Reinforcement Fine-Tuning (Beta)

This guide is for more technically proficient users who are comfortable working directly with command line tools and have some experience training or fine-tuning models.

If you want to join our private beta to gain early-access to our RFT platform, with deep integrations to our Environments Hub, and hands-on support from our research team, send us your details via this form.

Overview

Reinforcement Fine-Tuning (RFT) optimizes a language model with feedback-driven rewards from RL environments. On Prime Intellect, you can run scalable RFT jobs using our compute, our prime-rl trainer, and access hundreds of pre-built environments from our Environments Hub, which all use verifiers.

prime-rl (GitHub) - Trainer for large-scale FSDP training
verifiers (GitHub) - Library of modular components for building RL environments
Environments Hub - Community hub hosting hundreds of RL environments that can be used, evaluated and forked for your RL run

This guide walks you through end-to-end:

Deploy compute using our RFT image with pre-installed dependencies
Validate machine setup
Configure RFT run by setting up RL environment(s) and config files
Launch RFT run

1) Deploy compute

Go to the Deploy GPU page on Prime Intellect, and select the “Prime RL (RFT)” image. This image is preloaded with CUDA, Python/UV, prime-rl, verifiers, and the Prime CLI to minimize setup.

prime-rl requires at least 2 GPUs for training.

Select your desired GPU configuration (at least 2 GPUs), and click deploy. Once the instance is running, use the SSH command to connect to the instance. Then, once connected, prime-rl is installed in /workspace/prime-rl:

cd /workspace/prime-rl

2) Validate machine setup

Check that environment uses Python 3.12

uv run python -V

Check that flash-attn is installed

uv run python -c "import flash_attn"

Check that you can run SFT trainer in debug model (this requires 1 GPU)
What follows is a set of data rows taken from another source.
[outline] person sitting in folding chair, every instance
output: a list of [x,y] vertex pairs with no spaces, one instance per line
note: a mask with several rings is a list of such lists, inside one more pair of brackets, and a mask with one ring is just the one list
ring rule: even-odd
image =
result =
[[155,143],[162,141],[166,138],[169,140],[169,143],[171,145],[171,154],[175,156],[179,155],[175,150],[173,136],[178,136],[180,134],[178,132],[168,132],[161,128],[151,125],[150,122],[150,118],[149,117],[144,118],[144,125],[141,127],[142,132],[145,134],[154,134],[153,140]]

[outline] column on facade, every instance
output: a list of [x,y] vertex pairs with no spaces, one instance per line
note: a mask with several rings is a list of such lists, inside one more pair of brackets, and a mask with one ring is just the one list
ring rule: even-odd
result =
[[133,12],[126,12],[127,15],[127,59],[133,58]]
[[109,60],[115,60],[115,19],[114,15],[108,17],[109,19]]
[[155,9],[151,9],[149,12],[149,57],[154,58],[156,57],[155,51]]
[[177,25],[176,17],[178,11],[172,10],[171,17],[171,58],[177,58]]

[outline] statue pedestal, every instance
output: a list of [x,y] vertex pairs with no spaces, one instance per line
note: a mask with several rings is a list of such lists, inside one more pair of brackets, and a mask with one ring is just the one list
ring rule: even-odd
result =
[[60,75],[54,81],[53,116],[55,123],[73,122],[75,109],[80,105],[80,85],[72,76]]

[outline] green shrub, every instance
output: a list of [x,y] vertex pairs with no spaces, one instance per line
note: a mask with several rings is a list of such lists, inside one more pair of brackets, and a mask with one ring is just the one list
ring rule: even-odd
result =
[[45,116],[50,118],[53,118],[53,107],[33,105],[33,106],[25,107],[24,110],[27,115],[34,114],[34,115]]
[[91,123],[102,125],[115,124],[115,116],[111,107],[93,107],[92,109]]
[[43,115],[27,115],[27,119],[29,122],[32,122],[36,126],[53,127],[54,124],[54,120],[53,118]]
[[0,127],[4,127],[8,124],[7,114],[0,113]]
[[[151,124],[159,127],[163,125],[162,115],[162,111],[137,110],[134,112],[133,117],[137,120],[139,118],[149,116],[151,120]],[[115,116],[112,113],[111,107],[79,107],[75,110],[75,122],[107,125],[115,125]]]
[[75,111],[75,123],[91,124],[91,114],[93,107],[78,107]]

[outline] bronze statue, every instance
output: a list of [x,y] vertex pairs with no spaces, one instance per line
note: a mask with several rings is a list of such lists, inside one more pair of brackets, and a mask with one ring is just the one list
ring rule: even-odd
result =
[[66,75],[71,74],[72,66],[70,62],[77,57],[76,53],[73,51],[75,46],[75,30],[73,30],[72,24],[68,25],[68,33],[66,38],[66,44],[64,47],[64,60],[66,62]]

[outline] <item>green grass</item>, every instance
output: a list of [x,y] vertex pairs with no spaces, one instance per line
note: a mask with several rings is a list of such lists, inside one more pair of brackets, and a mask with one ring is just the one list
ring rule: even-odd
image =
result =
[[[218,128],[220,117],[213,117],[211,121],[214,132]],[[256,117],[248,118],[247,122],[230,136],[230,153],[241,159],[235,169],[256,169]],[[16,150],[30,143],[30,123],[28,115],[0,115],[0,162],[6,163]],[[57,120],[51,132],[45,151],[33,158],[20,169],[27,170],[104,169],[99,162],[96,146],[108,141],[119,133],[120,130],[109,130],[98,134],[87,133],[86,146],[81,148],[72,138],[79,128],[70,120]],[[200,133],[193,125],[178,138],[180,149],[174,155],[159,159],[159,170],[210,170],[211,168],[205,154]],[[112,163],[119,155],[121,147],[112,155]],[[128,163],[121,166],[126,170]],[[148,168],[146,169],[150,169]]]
uv run sft @ configs/debug/sft/train.toml

Check that you can run the RL trainer debug mode (this requires 1 GPU)

uv run trainer @ configs/debug/rl/train.toml

Check that you can run the orchestrator against an inference server (this requires 1 GPU). Run these commands at the same time in separate terminals:

uv run inference @ configs/debug/infer.toml

uv run orchestrator @ configs/debug/orch.toml

Check that you can run a simple SFT warmup (this requires 1 GPU)

uv run sft @ configs/reverse_text/sft/train.toml

Check that you can run a toy RL run (this requires 2 GPUs)

uv run rl \
  --trainer @ configs/reverse_text/rl/train.toml \
  --orchestrator @ configs/reverse_text/rl/orch.toml \
  --inference @ configs/reverse_text/rl/infer.toml

3) Configure RFT run

We support doing RL on environments that are built with verifiers (repo). You can find hundreds of community-contributed environments on the Environments Hub.

Not all environments on the Hub are vetted or tested by Prime Intellect. For a set of verified, training and RL-ready environments, visit the prime-environments repository.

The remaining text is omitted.